The initiative was announced at the Mid-term Co-creation Workshop in Abuja, held in partnership with the Mastercard Foundation and the World Bank Group.
The Minister of Education, Dr. Olatunji Alausa, said Nigeria could no longer deliver knowledge through outdated frameworks while preparing children for a digital global economy.
“Doing nothing, or doing what we did before, is a total failure. We must embrace technology in how we deliver content to students, how we train teachers, how classrooms operate, and how learning materials are accessed,” he said.
Alausa announced that within the next four months, every classroom in federal government-owned secondary schools would have a smart board, with full internet access embedded as part of the infrastructure.
He added that the government was working to provide zero-rated data access so teachers can log into digital training platforms at no cost. A structured compensation mechanism, he said, would also begin in January, rewarding teachers who engage in verified online professional development courses.
The minister noted that Nigeria is implementing online, real-time subject instruction for junior secondary students, using master teachers to deliver interactive virtual lessons accessible to both public and private schools.
Digital Inclusion
The Minister of Communication, Innovation and Digital Economy, Dr. Bosun Tijani, stressed that modern economies can only expand with a digitally empowered education system.
According to him, technology is not just a tool but “an ecosystem involving content creators, educators, engineers, telecom providers, investors, device manufacturers, maintenance technicians, and regulators.
“If we don’t have a unified strategy, technology becomes something we spend money on but never derive value from,” Tijani said.
He revealed plans to install 4,000 telecommunications towers in rural regions, targeting more than 20 million Nigerians currently without connectivity, to boost digital inclusion in underserved communities. The towers, he said, would connect to a nationwide fiber-optic backbone, reducing data costs and improving connection speeds.

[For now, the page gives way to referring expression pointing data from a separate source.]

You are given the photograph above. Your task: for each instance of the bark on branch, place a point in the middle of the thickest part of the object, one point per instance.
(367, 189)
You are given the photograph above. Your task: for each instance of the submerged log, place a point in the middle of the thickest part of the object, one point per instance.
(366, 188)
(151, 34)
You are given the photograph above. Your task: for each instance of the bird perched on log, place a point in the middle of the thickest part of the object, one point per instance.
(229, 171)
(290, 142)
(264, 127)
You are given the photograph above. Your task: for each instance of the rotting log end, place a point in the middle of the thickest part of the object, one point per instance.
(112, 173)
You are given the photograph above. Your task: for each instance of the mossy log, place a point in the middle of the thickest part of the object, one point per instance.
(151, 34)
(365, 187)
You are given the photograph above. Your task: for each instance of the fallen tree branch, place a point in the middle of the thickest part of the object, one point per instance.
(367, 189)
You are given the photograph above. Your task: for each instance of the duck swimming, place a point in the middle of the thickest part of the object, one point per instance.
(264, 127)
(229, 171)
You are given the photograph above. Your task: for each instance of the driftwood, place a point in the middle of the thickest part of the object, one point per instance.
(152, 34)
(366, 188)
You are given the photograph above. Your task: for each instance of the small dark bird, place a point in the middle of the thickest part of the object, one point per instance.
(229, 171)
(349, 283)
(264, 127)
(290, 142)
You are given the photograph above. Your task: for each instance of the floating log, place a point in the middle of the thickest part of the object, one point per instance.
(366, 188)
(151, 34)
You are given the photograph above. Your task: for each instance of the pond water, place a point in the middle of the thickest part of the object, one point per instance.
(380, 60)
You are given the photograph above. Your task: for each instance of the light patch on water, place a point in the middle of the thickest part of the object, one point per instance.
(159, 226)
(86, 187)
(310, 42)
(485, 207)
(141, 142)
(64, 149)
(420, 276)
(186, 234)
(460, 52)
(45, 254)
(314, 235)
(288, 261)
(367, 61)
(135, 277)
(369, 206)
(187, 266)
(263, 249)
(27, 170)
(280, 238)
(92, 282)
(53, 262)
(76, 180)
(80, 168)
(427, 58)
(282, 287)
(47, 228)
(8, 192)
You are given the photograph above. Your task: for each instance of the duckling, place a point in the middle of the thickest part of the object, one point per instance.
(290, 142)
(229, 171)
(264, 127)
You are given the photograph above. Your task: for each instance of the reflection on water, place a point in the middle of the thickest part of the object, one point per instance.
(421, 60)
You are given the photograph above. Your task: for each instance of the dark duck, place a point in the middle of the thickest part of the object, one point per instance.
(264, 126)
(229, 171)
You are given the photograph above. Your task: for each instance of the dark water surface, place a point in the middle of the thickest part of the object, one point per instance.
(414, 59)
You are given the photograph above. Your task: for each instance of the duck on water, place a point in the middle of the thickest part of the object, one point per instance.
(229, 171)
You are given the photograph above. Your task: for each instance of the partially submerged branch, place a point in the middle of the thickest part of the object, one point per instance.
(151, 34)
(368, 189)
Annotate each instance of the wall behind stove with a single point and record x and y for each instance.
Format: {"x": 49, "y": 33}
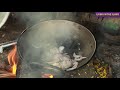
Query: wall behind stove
{"x": 31, "y": 18}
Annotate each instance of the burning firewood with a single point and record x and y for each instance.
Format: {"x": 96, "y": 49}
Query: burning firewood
{"x": 5, "y": 74}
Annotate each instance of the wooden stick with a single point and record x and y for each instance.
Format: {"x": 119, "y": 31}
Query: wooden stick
{"x": 5, "y": 74}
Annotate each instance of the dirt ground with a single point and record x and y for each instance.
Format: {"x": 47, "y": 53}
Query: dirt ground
{"x": 95, "y": 68}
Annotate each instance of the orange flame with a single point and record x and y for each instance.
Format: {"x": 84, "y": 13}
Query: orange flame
{"x": 12, "y": 59}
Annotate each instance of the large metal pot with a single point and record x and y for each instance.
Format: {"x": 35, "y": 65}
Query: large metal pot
{"x": 3, "y": 18}
{"x": 33, "y": 42}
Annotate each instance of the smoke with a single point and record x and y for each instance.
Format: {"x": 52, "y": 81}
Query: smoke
{"x": 41, "y": 38}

Tijani also disclosed that the government is negotiating to lower the cost of smart devices, including exploring local manufacturing options that leverage Nigeria’s lithium deposits for battery production.
Both ministers acknowledged that past interventions by agencies such as the Nigerian Communications Commission (NCC), Universal Service Provision Fund (USPF), National Information Technology Development Agency (NITDA), and Tertiary Education Trust Fund (TETFund) were meaningful but insufficient.
Alausa said this gap was being addressed through the Nigeria Education Data Infrastructure, which would enable a unified education data system, seamless communication between platforms, integrated student–teacher learning records, and national-level planning and monitoring.
Both ministers agreed that the new initiative must lead to irreversible transformation in how Nigerian children learn, rather than becoming another impressive but idle document.
The workshop is expected to produce an actionable blueprint for edtech interoperability, teacher training, digital inclusion, and real-time content delivery across the country.